FACCIATA: Chiesa tardo-barocca del XVI secolo, all‘esterno si notano le numerose linee verticali che slanciano il fabbricato; la facciata nel complesso risulta indubbiamente di stampo settecentesco. All’interno la chiesa presenta una sola navata, 7 altari e 6 cappelle. Qui viene custodita la statua della Madonna del Carmine, patrona dei carmelitani di Pianella, che viene portata in processione il 16 luglio. Anche questa chiesa è rimasta inagibile dopo il 6 aprile 2009.

L‘Interno della chiesa si presenta nella classica spazialità barocca, con l’apparato decorativo affidato alla fantasia degli stucchi di scuola napoletana, nelle volte, nella cupola e nelle sei cappelle laterali, incorniciate da lesene di ordine corinzio. Una alta trabeazione continua corre lungo tutte le pareti laterali e separa le lesene e gli archi delle cappelle dall’imposta dei grandi archi superiori di sostegno alle volte. Sul colore giallo-ocra, uniforme, emergono le pale d’altare nelle sei cappelle laterali. Nei pressi dell’altare maggiore, sulla parete di destra, vi è un importante affresco raffigurante la Madonna delle Grazie che protegge col manto i fedeli. Esiste anche una statua dedicata alla Madonna del Carmine, della scuola di Ortisei del XX secolo. All’interno vi sono elementi d’arredo ed alcuni dipinti restaurati nel 2006 da ditta specializzata che oggi rischiano di deteriorarsi nuovamente in modo grave.

(Dopo) CAPPELLA di Santa LUCIA: E’ all’ingresso di Pianella venendo da Pescara. Questa cappella è di proprietà dei Marchesi di Casalincontrada De Felici. Qui vengono contenuti i corpi di 2 nobili di Pianella e il quadro delle Anime Sante che viene portato in processione la domenica dopo il Corpus Domini. Viene custodito anche il quadro di Santa Lucia (La statua di S. Lucia è conservata dalla famiglia Cipriani di cui ne è proprietaria. La Chiesa è agibile.

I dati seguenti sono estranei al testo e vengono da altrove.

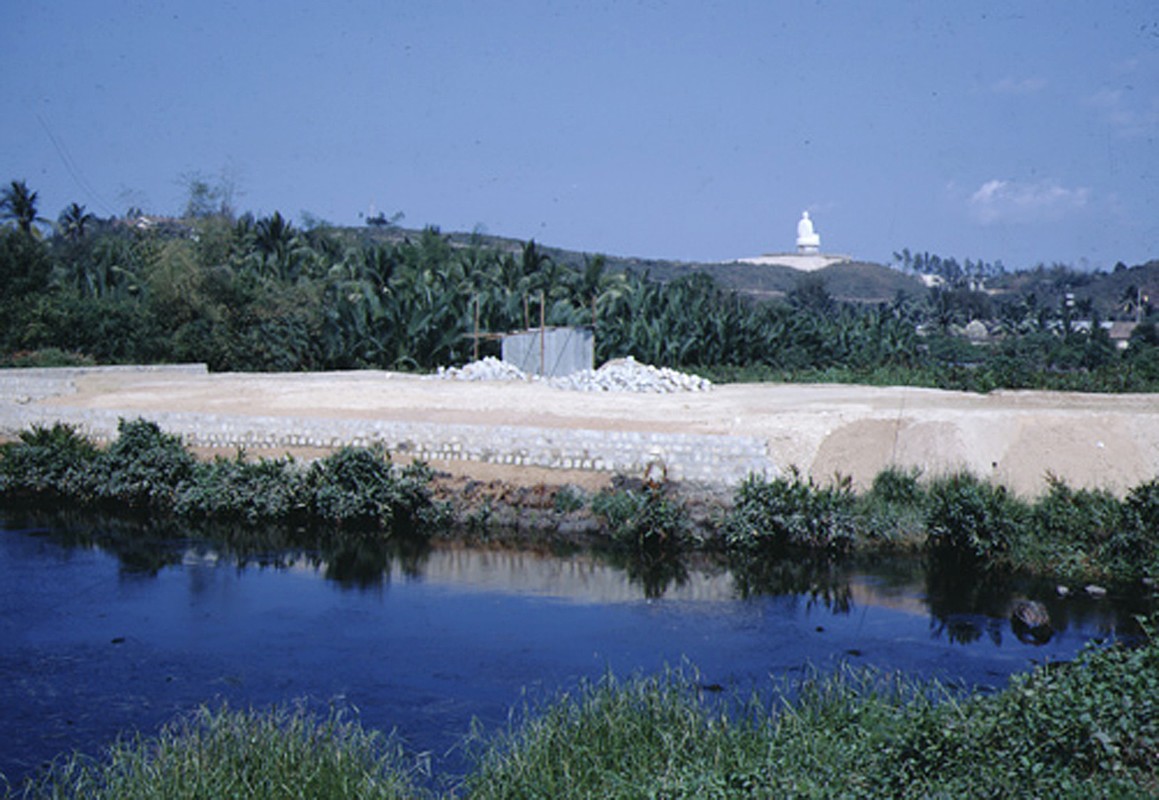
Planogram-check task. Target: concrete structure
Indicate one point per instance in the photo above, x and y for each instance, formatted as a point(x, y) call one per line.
point(808, 240)
point(551, 353)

(Dopo: CAPPELLA Gentilizia dei SABUCCHI, Cappella privata di Santa Maria delle Grazie: Questa cappella è della famiglia Sabucchi. In questa cappella viene conservata la stuata della Madonna delle Grazie e un quadro raffigurante la Madonna delle Grazie con alle sue spalle la città di Pianella. La Madonna delle Grazie viene portata in processione il 1 e 2 luglio. La Chiesa è agibile.